After a more comprehensive discussion of how the Internet is used to collect and employ data, I will present two primary forms of resistance as it is executed through two artist projects. Under the heading TO INFORM, Brooke Singer exposes her own electronic data to pedagogically engage an identity woven from data streams. Under the rubric TO SUBVERT, "iSEE," a collaborative project between the Institute for Applied Autonomy and the Surveillance Camera Players, makes use of the database structure to subvert the monitoring of the public sphere.

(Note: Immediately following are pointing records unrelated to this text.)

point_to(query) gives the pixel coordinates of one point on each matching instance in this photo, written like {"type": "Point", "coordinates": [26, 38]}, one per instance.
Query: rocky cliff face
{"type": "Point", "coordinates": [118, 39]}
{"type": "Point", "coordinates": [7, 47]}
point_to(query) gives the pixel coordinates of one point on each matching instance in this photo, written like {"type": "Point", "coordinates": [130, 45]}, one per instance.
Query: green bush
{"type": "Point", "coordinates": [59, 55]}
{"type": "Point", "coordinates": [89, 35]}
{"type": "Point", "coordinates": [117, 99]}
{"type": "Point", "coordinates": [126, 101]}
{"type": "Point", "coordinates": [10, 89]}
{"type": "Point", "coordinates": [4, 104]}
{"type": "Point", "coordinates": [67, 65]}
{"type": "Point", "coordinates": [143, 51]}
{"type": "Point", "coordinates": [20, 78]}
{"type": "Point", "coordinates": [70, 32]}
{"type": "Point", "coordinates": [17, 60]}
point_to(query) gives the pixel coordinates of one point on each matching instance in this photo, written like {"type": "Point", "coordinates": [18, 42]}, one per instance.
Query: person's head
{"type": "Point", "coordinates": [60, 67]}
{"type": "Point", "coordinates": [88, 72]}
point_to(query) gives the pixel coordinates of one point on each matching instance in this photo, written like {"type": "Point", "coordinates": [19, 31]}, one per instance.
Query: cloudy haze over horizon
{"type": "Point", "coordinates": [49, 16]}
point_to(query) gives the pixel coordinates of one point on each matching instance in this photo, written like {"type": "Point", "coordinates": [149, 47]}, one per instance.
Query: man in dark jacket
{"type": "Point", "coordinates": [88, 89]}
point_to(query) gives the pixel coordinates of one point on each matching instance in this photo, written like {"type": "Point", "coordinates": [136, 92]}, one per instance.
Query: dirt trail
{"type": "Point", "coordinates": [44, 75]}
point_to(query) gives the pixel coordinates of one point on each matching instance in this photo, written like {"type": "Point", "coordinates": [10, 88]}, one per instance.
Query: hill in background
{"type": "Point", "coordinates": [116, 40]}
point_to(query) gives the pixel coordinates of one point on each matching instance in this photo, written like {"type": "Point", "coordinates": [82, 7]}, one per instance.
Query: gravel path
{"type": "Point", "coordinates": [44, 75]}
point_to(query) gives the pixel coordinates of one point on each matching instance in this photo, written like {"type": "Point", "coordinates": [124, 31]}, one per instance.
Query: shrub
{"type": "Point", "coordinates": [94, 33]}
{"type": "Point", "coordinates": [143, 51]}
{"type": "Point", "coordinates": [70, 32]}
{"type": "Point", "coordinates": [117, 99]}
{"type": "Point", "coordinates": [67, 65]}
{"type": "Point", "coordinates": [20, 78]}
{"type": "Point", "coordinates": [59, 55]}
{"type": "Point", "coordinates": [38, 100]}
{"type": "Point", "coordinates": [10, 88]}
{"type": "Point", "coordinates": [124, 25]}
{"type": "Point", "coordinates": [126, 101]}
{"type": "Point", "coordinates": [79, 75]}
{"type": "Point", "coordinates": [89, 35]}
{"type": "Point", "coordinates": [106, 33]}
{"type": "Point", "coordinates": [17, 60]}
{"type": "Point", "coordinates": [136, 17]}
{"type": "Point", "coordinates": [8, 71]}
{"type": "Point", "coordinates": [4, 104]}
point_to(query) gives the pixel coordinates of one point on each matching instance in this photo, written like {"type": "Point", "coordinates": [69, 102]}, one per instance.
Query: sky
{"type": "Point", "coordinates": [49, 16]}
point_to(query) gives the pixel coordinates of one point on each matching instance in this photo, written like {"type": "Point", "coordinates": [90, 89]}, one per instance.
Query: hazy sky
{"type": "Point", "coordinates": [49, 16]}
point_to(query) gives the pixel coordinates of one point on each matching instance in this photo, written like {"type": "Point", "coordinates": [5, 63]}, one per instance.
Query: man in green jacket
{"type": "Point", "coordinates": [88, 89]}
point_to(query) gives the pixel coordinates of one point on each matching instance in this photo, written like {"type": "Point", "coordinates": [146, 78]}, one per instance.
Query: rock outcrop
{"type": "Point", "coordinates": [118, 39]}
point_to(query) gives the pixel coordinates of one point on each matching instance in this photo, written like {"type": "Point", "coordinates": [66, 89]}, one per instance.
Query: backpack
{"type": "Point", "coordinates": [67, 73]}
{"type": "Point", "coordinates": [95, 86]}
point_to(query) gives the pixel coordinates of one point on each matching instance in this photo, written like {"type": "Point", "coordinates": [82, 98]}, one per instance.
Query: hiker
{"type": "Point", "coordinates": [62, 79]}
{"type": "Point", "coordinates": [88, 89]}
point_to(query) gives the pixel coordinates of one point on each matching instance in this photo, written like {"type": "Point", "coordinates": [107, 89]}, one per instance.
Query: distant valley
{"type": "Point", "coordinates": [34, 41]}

* THE ELECTRONIC STRUCTURE: A NEW PUBLIC ARCHIVE
It is of the utmost importance to recognize that the Internet is not an isolated electronic sphere, but that it is used to statistically analyze society. By tracking the movements of the individual, determining one's economic status and identifying one's personal tastes, the Internet is used as a corporate tool to shape popular culture and determine the geographic locations of subcultures to target with marketing. (Ever wondered why you only see malt liquor ads in poor and minority neighborhoods?) The Internet generates effects that extend far beyond the confines of the screen, perhaps even more so than its still dominant precursor, television, because the network increasingly interweaves the virtual and real. Unlike most of its predecessors, computer technology used for the processing of information succeeds in part because of its ability to store, transmit and process a very wide range of information types. And as information becomes increasingly dynamic due to new operating systems, software and database l anguages designed to interface various applications, and sources to build information warehouses, corporate goals and federal surveillance become increasingly efficient. The new Oracle 8i is even capable of adding multimedia data to its warehouse, presenting new possibilities for the lingering lineage of the photography archive. Another common database application, FileMaker, is now available in both desktop and mobile versions, and it has, in addition to the inclusion of images, upgraded in the direction of establishing proprietary networks around relational databases that can be published and accessed via the Internet.